Dear Jamil Ahmed Buledi, you can not find a given one surfactant which is the best whatever the metal oxide is, so you have to specify which metal oxide is your target, and if any additional role is to be fullfilled. Please check the following RG thread. My Regards
A surfactant is usually a simple molecule carrying one or more functional chemical groups, or a macromolecule (polymer) capable of adsorbing to the surface of NP. It can act according to two mechanisms. If it has ionic groups, it can increase the electrostatic potential on the surface of the particles and thus cause additional electrostatic repulsion. The surfactant adsorbed on the surface can also act as a physical barrier and create a steric type repulsion. Some polymers can act by both mechanisms, making them more effective. Depending on the composition of the formulation and the causes of instability, a practitioner will choose one type of surfactant over another. For example, it may be more appropriate to use small, highly charged molecules for nanoparticles less than 20 nm in diameter to avoid inter-particle bridging effects with high molecular weight polymers.

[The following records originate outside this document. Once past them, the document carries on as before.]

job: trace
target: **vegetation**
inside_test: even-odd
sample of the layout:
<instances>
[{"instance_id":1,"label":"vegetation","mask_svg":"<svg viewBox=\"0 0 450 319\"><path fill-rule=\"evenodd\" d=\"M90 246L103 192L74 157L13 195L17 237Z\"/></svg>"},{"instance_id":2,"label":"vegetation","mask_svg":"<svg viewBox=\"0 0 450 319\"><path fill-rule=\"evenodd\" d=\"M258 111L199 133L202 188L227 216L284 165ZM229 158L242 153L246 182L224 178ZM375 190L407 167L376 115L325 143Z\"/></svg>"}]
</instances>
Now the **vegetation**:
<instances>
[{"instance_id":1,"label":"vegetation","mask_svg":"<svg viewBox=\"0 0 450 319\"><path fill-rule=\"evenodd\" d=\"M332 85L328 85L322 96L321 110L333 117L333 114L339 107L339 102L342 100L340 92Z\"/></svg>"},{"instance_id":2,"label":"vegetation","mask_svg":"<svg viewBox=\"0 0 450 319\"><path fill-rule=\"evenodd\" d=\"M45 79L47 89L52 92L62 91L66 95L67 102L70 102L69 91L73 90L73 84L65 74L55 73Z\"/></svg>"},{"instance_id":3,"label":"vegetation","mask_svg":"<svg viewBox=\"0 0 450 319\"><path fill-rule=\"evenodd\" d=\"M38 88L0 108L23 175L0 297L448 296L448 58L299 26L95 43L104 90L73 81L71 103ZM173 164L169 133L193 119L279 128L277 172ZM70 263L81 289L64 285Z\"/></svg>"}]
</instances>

Stabilization by surfactant or ligands requires a good affinity of the stabilizing molecules towards the metal oxide nanoparticles. Now depending on the functional group of the stabilizing molecules, for different metal oxides the stabilizing molecules vary. For example, we found that thiols bind strongly to ZnO and CuO but not to TiO2 and WO3. While amines bind strongly to TiO2 and WO3 but not ZnO and CuO. This work may be interesting to you:
Article Ligand Functionalization of Photocatalytic Metal Oxide Nanop...
Now in different surfactants/ligands will also change the properties of the nanoparticles (size, shape, etc) depending on the affinity. So while there is not a single recipe, there is a lot of choices to explore and investigate.